Malcolm X Rejects Nonviolent Strategy

ByTAH Staff
On April 29, 2014


As President Johnson’s proposed civil rights legislation slowly moved through Congress during the spring of 1964, Malcolm X expressed cynicism about its prospects in speeches to his followers (see, for example, “The Ballot or the Bullet.”) Once a leading spokesman of the Nation of Islam, a religious-political movement claiming adherence to Islamic principles but actually a hybrid mixing Islamic ideas with a Black Nationalist political agenda, Malcolm X had recently broken with the group after becoming disillusioned with its charismatic leader Elijah Muhammad. But Malcolm continued to espouse the group’s goal of Black separatism, which he envisioned taking place through return to the African homeland. Until this could be achieved, Malcolm X counseled his followers to cooperate with the civil rights movement’s goal of asserting Constitutionally guaranteed rights for African Americans, but not its nonviolent strategy.

In a press conference speech directed at a wider national audience, Malcolm X explained his split with the Nation of Islam, his plan to found a new mosque in New York City, and his position on the civil rights movement. Below is an excerpt showing a key difference between his views and those of Martin Luther King. (In our next blog post, we will highlight King’s argument for a nonviolent strategy.)

Concerning nonviolence: it is criminal to teach a man not to defend himself when he is the constant victim of brutal attacks.

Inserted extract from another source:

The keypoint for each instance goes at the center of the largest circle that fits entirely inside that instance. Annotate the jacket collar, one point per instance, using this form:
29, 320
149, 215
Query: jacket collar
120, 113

It is legal and lawful to own a shotgun or a rifle. We believe in obeying the law.

In areas where our people are the constant victims of brutality, and the government seems unable or unwilling to protect them, we should form rifle clubs that can be used to defend our lives and our property in times of emergency, such as happened last year in Birmingham; Plaquemine, Louisiana; Cambridge, Maryland; and Danville, Virginia. When our people are being bitten by dogs, they are within their rights to kill those dogs.

We should be peaceful, law-abiding—but the time has come for the American Negro to fight back in self-defense whenever and wherever he is being unjustly and unlawfully attacked.

If the government thinks I am wrong for saying this, then let the government start doing its job.